# Male Rat Names



## sarahisgett (Aug 18, 2008)

I am going to be getting two male rats in about 2-3 weeks. I want to have some names already picked out. They are both American Blue Berkshires and not sure what type of ears yet because the breeder I am getting them from says their ears haven't quite unfolded yet. 
Anyone have suggestions??


----------



## Kathleen (Jul 1, 2008)

Scooby and Shaggy (very first thing I thought of when I saw this).


----------



## Rodent (Aug 11, 2008)

I have a Charles (Charlie)
I also like Oscar.


----------



## jmk3482 (Aug 7, 2008)

Dante
Romeo
Jack
Gobo
Boober
Doozer
Wembley
Felix
Jin
Fizgig
Fozzie
Horatio
Blue


----------



## pwrliftinratties (Aug 24, 2008)

We names ours Aries and Mars...the Greek and Roman name for the God of Destruction :twisted: 
We also considered Romulus and Remus, Cane and Abel, Castor and Polyx, Zeuss and Chronos. Ours are brothers, so we wanted something related.


----------



## junior_j (Jan 24, 2008)

Tommo

Jackson

Bobbie

Taden

Landen

Frederick

rickA
Jess x


----------



## chevalrose (Aug 13, 2008)

I like naming my pets after Gods or Historical figures. 

Napoleon
Leonardo
Cesar
Aristotle
Franklin
Zues
Hermes
Apollo

Or odd human names:
Oscar
Oliver
(cant think of any more LoL)


----------



## sarahisgett (Aug 18, 2008)

I think I am going to do Scooby (thanks Kathleen for the suggestion) and Remy, Oliver (thanks Chevalrose), or Deja Vu. Which one out of those three do you like best?


----------



## ScootersPet (Sep 4, 2007)

I like Scooby and Remy


----------



## Kathleen (Jul 1, 2008)

You're welcome.  I like Scooby and Oliver.


----------



## chevalrose (Aug 13, 2008)

I like Oliver and Scooby.


----------



## sarahisgett (Aug 18, 2008)

I got two rats from my local pet store that were going to be feeder rats. They were SO cute and I just HAD to get them!!! I named them Oliver "Ollie" and Scooby. They settled in REALLY well and I played with them for 2 hours tonight. Half of the time they just layed right up against me and sleeped. I love males!!! 
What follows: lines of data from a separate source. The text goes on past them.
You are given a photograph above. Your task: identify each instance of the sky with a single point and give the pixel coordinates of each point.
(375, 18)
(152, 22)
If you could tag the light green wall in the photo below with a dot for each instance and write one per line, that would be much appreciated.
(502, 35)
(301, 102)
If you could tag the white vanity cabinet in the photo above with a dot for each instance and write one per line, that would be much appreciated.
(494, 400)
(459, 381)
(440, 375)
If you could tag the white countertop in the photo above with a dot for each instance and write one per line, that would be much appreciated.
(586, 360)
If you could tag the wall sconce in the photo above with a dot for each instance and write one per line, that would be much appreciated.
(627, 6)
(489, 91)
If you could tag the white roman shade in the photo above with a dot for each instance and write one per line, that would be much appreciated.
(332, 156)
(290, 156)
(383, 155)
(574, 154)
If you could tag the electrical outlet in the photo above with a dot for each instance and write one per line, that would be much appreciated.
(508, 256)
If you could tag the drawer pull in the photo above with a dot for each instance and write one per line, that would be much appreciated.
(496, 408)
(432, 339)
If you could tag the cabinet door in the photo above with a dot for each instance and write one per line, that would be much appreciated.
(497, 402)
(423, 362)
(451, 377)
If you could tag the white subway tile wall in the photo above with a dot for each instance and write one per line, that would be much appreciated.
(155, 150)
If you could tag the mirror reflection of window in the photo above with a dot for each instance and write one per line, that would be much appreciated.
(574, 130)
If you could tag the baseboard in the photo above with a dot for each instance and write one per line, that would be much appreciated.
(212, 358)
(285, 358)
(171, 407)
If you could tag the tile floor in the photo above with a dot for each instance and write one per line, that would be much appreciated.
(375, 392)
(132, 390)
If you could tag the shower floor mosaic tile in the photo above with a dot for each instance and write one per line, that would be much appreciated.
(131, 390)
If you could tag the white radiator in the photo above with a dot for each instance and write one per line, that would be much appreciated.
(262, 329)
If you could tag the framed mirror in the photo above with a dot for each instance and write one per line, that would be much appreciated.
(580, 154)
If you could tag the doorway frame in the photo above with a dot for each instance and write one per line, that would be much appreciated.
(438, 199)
AT the pet store I got them from They housed the males and females together! I am glad I didn't get two females or I would have 2 sets of like 12 babies in a few weeks! I am going to get pics up asap!


----------



## 2boysloose (Jun 27, 2008)

Yeah, I love my guys to. It's hilarious to have them and the girls out now(of course not at the same time), but because I usually have the girls out first and them bieng tiny, I have to get used to holding my GIANT men. lol.


----------